The high power-conversion efficiencies of hybrid perovskite solar cells encourage many researchers. However, their limited photostability represents a serious obstacle to the commercialization of this promising technology. Herein, we present an efficient method for improving the intrinsic photostability of a series of commonly used perovskite material formulations such as MAPbI₃, FAPbI₃, Cs_0.12FA_0.88PbI₃, and Cs_0.10MA_0.15FA_0.75PbI₃ through modification with octenidine dihydroiodide (OctI₂), which is a widely used antibacterial drug with two substituted pyridyl groups and two cationic centers in its molecular framework. The most impressive stabilizing effects were observed in the case of FAPbI₃ and Cs_0.12FA_0.88PbI₃ absorbers that were manifested in significant suppression or even blocking of the undesirable perovskite films' recrystallization and other decomposition pathways upon continuous 110 mW/cm² light exposure.
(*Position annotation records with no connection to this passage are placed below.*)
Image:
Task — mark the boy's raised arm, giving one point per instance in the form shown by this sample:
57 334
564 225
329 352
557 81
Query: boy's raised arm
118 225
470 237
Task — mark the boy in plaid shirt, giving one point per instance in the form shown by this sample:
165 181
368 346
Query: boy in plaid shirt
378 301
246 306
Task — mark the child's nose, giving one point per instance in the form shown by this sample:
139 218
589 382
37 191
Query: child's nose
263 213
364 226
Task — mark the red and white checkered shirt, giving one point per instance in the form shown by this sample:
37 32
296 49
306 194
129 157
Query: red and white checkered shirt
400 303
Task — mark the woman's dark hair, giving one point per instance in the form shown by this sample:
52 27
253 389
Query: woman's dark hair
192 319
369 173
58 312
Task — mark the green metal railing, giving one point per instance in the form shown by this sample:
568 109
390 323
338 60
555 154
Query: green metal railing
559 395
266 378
The achieved material photostability-within 9000 h for the Oct(FA)_n-1Pb_nI_3n+1 (n = 40-400) and 20,000 h for Oct(Cs_0.12FA_0.88)_n-1Pb_nI_3n+1 (where n = 40-400) formulations-matches the highest values ever reported for complex lead halides. It is important to note that the stabilizing effect is maintained when OctI₂ is used only as a perovskite surface-modifying agent. Using a two-cation perovskite composition as an example, we showed that the performances of the solar cells based on the developed Oct(Cs_0.12FA_0.88)₃₉₉Pb₄₀₀I₁₂₀₁ absorber material are comparable to that of the reference devices based on the unmodified perovskite composition. These findings indicate a great potential of the proposed approach in the design of new highly photostable and efficient light absorbers. We believe that the results of this study will also help to establish important guidelines for the rational material design to improve the operational stability of perovskite solar cells.
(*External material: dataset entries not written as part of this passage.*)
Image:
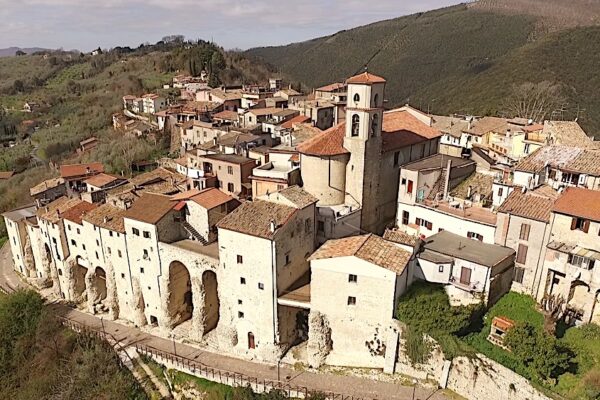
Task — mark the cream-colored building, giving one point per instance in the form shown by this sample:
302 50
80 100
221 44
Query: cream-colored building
572 258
Keywords: 2D/3D hybrid perovskites; complex lead halides; molecular additives; molecular modifiers; perovskite solar cells; photostability.

Figure 1

Molecular structure of octenidine dihydroiodide (a) and a schematic illustration of the Dion–Jacobson phase that could be formed as a result of OctI₂ integration into crystal lattice (b).

Figure 2

Evolution of the UV–Vis spectra of the Oct(A)_n−1Pb_nI_3n+1 films depending on the OctI₂ loading as compared to the reference APbI₃ samples, where A = MA (a,e,i), FA (b,f,j), Cs_0.12FA_0.88 (c,g,k), and Cs_0.1MA_0.15FA_0.75 (d,h,l) as a function of the aging time.

Figure 3

AFM topography (a) and s-SNOM amplitude images for the Oct(Cs_0.1MA_0.15FA_0.75)₃₉Pb₄₀I₁₂₁ film recorded at the characteristic frequency of OctI₂ (b). XPS survey, N 1s, Pb 4f_7/2 and I 3d_5/2 spectra of glass/MAPbI₃ (c) and glass/Oct(MA)₃₉Pb₄₀I₁₂₁ (d) films before (as prepared) and after exposure to light for 1464 h (aged).

Figure 4

XRD patterns of the Oct(A)_n−1Pb_nI_3n+1 films and the reference APbI₃ samples before and after light soaking for 1464 h (A = MA) (a,e,i), 9000 h (A = FA) (b,f,j), 20,000 h (A = Cs_0.12FA_0.88) (c,g,k), and 5000 h (A = Cs_0.1MA_0.15FA_0.75) (d,h,l).

Figure 5

Device architecture (a), current–voltage characteristics (b), and EQE spectra (b) of the champion devices based on the pristine and modified perovskite films Oct(Cs_0.12FA_0.88)_n−1Pb_nI_3n+1 with different OctI₂ contents (c). The power conversion efficiency (PCE) of the ITO/PTA/perovskite/PCBM/Al devices based on the pristine and modified Oct(Cs_0.12FA_0.88)_n−1Pb_nI_3n+1 perovskite films before and after exposure to light (70 mW/cm², T = 38 ± 3°C) for 170 h in inert atmosphere (d).